She asked me what I wanted, and what I saw for us for in 5 years. We decided (yeah... you're right - SHE decided) that we would write what we wanted on a napkin, and then read them to each other. She was literally finished in 10 minutes, while I took my sweet little time. By, "sweet little time," I mean over an hour! I couldn't commit to writing a single thing on that stupid, little brown napkin. I hated that napkin!!
Why was it so difficult for me to answer the question, "what do I want?" What was I afraid of? Was I even afraid? What was holding me back? Come to find out, I was in the majority when it came to answering this simple question. Why do so many of us stumble when attempting to visualize our future wants and needs?

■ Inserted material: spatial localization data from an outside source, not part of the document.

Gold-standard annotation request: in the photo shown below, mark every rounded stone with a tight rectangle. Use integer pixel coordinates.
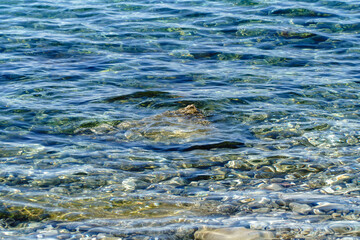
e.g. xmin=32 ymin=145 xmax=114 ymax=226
xmin=194 ymin=227 xmax=275 ymax=240
xmin=289 ymin=202 xmax=312 ymax=215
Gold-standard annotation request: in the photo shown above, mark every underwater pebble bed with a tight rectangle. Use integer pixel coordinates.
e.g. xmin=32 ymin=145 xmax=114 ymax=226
xmin=1 ymin=0 xmax=360 ymax=239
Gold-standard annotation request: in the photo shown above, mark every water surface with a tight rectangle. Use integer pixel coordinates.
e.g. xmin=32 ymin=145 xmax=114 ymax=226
xmin=1 ymin=0 xmax=360 ymax=239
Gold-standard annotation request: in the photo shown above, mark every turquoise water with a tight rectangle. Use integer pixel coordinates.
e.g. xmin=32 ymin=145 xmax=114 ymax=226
xmin=1 ymin=0 xmax=360 ymax=239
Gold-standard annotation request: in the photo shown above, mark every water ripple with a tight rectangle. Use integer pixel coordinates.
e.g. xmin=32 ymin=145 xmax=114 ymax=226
xmin=1 ymin=0 xmax=360 ymax=239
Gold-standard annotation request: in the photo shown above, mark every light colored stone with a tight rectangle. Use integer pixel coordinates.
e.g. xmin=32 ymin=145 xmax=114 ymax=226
xmin=194 ymin=227 xmax=275 ymax=240
xmin=265 ymin=183 xmax=284 ymax=191
xmin=289 ymin=202 xmax=312 ymax=215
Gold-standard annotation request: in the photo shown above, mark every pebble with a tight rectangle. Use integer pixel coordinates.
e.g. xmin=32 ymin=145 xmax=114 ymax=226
xmin=194 ymin=227 xmax=275 ymax=240
xmin=49 ymin=187 xmax=69 ymax=194
xmin=216 ymin=204 xmax=238 ymax=215
xmin=96 ymin=233 xmax=119 ymax=239
xmin=289 ymin=202 xmax=312 ymax=215
xmin=122 ymin=177 xmax=148 ymax=191
xmin=264 ymin=183 xmax=284 ymax=191
xmin=252 ymin=207 xmax=270 ymax=213
xmin=56 ymin=233 xmax=72 ymax=239
xmin=36 ymin=225 xmax=59 ymax=236
xmin=313 ymin=209 xmax=325 ymax=215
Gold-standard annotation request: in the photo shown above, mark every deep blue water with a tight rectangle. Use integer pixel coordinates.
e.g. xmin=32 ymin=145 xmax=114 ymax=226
xmin=1 ymin=0 xmax=360 ymax=239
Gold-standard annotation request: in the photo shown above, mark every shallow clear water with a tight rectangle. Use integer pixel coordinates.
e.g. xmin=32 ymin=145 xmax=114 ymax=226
xmin=1 ymin=0 xmax=360 ymax=239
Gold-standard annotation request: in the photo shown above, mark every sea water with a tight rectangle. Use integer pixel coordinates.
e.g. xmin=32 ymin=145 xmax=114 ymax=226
xmin=1 ymin=0 xmax=360 ymax=239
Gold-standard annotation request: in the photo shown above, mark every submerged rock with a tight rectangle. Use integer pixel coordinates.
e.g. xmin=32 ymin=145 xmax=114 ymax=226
xmin=289 ymin=202 xmax=312 ymax=215
xmin=194 ymin=227 xmax=275 ymax=240
xmin=80 ymin=104 xmax=212 ymax=144
xmin=119 ymin=104 xmax=211 ymax=143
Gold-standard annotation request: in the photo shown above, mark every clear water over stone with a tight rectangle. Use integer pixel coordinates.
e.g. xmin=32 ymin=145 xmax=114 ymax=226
xmin=0 ymin=0 xmax=360 ymax=239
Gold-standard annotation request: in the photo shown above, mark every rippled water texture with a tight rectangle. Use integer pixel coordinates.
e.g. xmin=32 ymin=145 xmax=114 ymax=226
xmin=1 ymin=0 xmax=360 ymax=239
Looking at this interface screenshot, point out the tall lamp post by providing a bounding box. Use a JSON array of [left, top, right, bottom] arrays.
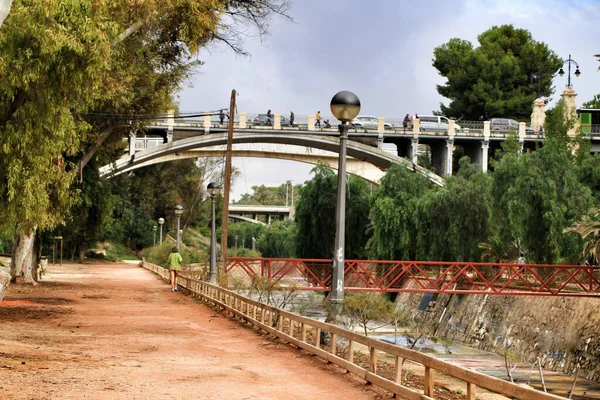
[[329, 90, 361, 317], [207, 182, 221, 283], [174, 205, 184, 250], [158, 217, 165, 243], [558, 54, 581, 88], [152, 225, 157, 247]]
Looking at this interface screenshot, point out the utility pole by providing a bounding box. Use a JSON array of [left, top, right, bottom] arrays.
[[221, 90, 236, 274]]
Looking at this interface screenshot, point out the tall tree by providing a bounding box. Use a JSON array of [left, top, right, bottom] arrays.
[[295, 164, 371, 259], [433, 25, 562, 120], [0, 0, 288, 282]]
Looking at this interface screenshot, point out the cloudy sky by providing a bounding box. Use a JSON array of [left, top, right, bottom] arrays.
[[177, 0, 600, 200]]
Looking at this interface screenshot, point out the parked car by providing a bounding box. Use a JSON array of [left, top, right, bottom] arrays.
[[351, 115, 394, 130], [490, 118, 535, 134], [418, 115, 461, 131], [252, 114, 296, 127]]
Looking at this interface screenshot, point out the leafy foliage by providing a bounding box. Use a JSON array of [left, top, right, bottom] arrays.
[[294, 164, 371, 259], [343, 292, 392, 336], [235, 181, 300, 206], [256, 220, 297, 258], [432, 25, 562, 120]]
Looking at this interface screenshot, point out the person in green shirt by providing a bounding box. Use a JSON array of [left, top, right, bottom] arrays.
[[167, 246, 183, 292]]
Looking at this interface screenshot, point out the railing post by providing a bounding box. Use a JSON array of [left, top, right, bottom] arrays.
[[448, 119, 456, 135], [315, 328, 321, 348], [467, 382, 476, 400], [412, 118, 420, 134], [204, 114, 212, 134], [394, 356, 402, 383], [307, 115, 316, 131], [301, 323, 307, 342], [369, 347, 378, 374], [424, 366, 434, 396], [348, 340, 354, 363], [239, 112, 247, 129], [330, 333, 337, 356], [274, 114, 281, 130], [483, 120, 491, 139], [377, 117, 385, 134]]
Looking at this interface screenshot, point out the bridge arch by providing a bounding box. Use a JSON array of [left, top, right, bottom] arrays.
[[99, 132, 444, 186]]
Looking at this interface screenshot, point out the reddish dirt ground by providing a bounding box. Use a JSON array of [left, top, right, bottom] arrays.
[[0, 262, 385, 400]]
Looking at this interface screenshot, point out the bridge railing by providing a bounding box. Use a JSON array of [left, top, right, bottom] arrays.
[[140, 260, 564, 400], [225, 257, 600, 297]]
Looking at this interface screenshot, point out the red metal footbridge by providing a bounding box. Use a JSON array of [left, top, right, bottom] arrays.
[[225, 257, 600, 297]]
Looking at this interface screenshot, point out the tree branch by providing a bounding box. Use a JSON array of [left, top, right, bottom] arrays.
[[77, 126, 117, 179], [112, 21, 144, 46]]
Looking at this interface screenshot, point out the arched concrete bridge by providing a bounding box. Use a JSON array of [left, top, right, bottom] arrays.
[[99, 131, 444, 186]]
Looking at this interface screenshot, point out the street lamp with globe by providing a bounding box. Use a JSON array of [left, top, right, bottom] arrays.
[[207, 182, 221, 283], [329, 90, 361, 317], [158, 217, 165, 243]]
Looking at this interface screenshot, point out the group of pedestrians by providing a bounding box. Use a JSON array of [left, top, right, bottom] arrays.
[[402, 113, 419, 129], [264, 109, 330, 128]]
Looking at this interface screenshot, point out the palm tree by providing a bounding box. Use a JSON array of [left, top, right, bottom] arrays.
[[478, 234, 509, 263], [564, 208, 600, 264]]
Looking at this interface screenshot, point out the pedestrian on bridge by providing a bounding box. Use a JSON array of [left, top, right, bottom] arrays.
[[315, 111, 322, 127], [266, 109, 273, 125], [219, 109, 225, 125], [290, 111, 295, 127], [168, 246, 183, 292], [403, 114, 410, 130]]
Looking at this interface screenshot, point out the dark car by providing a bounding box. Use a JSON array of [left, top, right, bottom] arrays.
[[252, 114, 296, 127]]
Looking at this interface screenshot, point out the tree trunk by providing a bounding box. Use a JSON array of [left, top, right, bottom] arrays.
[[10, 230, 38, 284]]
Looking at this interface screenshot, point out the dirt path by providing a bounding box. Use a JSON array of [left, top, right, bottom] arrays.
[[0, 262, 383, 400]]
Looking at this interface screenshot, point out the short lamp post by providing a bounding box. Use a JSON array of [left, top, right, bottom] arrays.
[[558, 54, 581, 89], [153, 225, 157, 247], [158, 217, 165, 243], [207, 182, 221, 283], [329, 90, 361, 317], [174, 205, 184, 250]]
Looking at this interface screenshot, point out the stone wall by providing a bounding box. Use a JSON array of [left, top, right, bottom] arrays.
[[399, 292, 600, 382]]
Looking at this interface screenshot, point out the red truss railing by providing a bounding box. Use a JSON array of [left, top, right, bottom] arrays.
[[225, 257, 600, 297]]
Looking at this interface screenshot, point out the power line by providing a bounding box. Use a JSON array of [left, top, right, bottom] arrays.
[[81, 109, 229, 121]]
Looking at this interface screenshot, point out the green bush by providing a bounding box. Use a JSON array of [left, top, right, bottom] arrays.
[[142, 239, 206, 268]]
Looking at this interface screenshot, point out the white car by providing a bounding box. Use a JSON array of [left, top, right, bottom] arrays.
[[418, 115, 461, 132], [351, 115, 394, 130]]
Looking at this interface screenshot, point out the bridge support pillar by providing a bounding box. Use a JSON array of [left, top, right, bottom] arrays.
[[204, 114, 212, 134], [481, 141, 489, 173], [167, 110, 174, 143], [445, 139, 454, 176], [128, 131, 136, 156], [266, 214, 271, 225], [239, 112, 247, 129], [411, 139, 419, 164]]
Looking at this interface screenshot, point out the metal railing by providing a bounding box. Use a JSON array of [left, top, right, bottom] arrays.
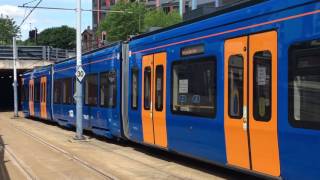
[[0, 45, 75, 61]]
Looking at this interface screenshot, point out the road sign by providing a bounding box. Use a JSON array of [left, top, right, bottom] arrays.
[[76, 66, 86, 82]]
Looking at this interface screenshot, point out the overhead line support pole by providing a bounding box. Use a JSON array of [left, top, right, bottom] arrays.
[[179, 0, 183, 17], [13, 36, 19, 118], [75, 0, 84, 140]]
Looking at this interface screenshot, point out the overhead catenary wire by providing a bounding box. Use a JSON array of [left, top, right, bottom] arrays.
[[18, 5, 133, 13], [19, 0, 43, 28], [22, 0, 41, 23]]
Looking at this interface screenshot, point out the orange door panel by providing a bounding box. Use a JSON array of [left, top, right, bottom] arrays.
[[248, 31, 280, 176], [224, 36, 250, 169], [153, 52, 167, 148], [29, 79, 34, 116], [40, 77, 47, 119], [142, 55, 155, 144]]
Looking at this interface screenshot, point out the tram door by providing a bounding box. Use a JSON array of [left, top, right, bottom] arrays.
[[141, 52, 167, 148], [224, 31, 280, 176], [40, 77, 47, 119], [29, 79, 34, 116]]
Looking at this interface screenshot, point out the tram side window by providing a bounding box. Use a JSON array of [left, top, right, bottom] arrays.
[[289, 40, 320, 129], [21, 84, 28, 102], [73, 78, 77, 104], [155, 65, 164, 111], [84, 74, 98, 106], [54, 80, 62, 104], [144, 67, 152, 110], [228, 55, 244, 119], [131, 68, 139, 109], [172, 58, 216, 118], [34, 80, 40, 103], [253, 51, 272, 122], [100, 71, 117, 108], [62, 78, 73, 104], [41, 82, 44, 103]]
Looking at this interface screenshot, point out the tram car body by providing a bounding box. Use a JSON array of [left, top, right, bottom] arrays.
[[22, 65, 53, 121], [52, 42, 123, 138], [21, 0, 320, 179], [21, 72, 31, 117], [126, 0, 320, 179]]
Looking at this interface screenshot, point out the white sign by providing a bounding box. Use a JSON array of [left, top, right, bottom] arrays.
[[179, 79, 188, 93], [75, 66, 86, 82], [257, 66, 267, 86]]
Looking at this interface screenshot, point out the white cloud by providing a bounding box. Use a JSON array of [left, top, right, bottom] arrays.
[[0, 5, 25, 18]]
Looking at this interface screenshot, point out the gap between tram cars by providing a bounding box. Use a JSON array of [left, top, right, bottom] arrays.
[[21, 0, 320, 179]]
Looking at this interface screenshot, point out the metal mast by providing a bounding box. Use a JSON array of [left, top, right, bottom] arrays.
[[75, 0, 84, 139], [13, 36, 18, 118]]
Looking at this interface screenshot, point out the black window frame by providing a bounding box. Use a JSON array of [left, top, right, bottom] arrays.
[[144, 66, 152, 110], [84, 73, 98, 106], [288, 40, 320, 130], [155, 65, 164, 111], [170, 56, 217, 118], [61, 78, 73, 105], [228, 54, 244, 119], [253, 50, 272, 122], [131, 67, 139, 110], [53, 79, 62, 104], [99, 70, 117, 108], [34, 79, 41, 103]]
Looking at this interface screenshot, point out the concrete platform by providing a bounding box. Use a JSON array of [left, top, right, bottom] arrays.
[[0, 112, 256, 180]]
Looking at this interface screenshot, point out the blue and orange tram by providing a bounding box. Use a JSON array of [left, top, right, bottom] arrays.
[[21, 0, 320, 179]]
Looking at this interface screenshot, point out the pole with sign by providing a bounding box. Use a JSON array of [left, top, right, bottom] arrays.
[[13, 36, 19, 118], [75, 0, 84, 140]]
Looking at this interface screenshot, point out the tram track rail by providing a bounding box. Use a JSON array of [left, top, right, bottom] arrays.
[[9, 122, 118, 180], [3, 145, 37, 180], [85, 140, 187, 180], [13, 119, 189, 180]]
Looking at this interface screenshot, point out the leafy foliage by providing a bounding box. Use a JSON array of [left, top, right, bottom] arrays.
[[98, 2, 182, 42], [36, 25, 76, 49], [143, 10, 182, 32], [98, 1, 147, 42], [0, 15, 20, 45]]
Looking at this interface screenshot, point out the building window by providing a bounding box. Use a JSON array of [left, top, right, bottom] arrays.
[[84, 74, 98, 106], [144, 67, 151, 110], [228, 55, 244, 119], [131, 68, 139, 109], [253, 51, 272, 122], [289, 40, 320, 129], [100, 71, 117, 108], [155, 65, 164, 111], [172, 58, 216, 118]]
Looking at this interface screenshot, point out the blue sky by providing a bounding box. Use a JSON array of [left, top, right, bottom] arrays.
[[0, 0, 92, 40]]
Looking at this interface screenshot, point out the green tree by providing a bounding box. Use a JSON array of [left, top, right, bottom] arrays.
[[35, 25, 76, 49], [0, 15, 20, 45], [98, 1, 147, 42], [143, 10, 182, 32]]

When we do finally come up with an answer, why is it often so safe and predictable? Here's an example from a past session I had with a man who wanted to start his own business: After talking with him for 15 minutes, I asked him to answer the dreaded question, "What do you want from your business, and how much do you want to make in the first year?" I was simply trying to gauge his mindset and attitude towards, not only his business, but of himself. He listed a few basic wants for his potential clients, but when it came to his yearly income, I almost fell out of my chair... remember, he could make whatever he wanted - there wasn't a ceiling on his potential. He said he wished to make $65,000 the first year. WHAT??? I gave him the green light to make any amount, and he only chose $65,000? Now, many of you may argue that's a good first year for a new business, and is probably more than he was currently making, which is a valid argument, but...
THAT'S NOT THE POINT OF THE QUESTION!
Why did he choose such a small number when he didn't have any restrictions on his answer? He told me he wanted to be "realistic..." There's that freakin' word again. Let me translate what he really meant when he said realistic:
"I was scared out of my mind to reach for a higher salary, in case I failed and didn't get my business off the ground. I didn't want others to laugh at me for wanting to make hundreds of thousands, or god-forbid... millions. What if I would've said I wanted to make $3 million my first year? Everyone would think I was crazy, and setting unrealistic goals for myself! I'm too afraid of stepping out of my comfortable, safe zone, so I'll give you a small salary for the first year and see what happens."
After weeks of careful coaxing, I got him to agree to "want" $165,000 in his first year. He made $159,000!!! Great Job, Jason.
Think bigger, believe bigger, EXPECT bigger!
*On a side note: I did finish my wants ten yrs. ago, and have reached 8-10 goals! That "stupid brown napkin" is taped to my wall.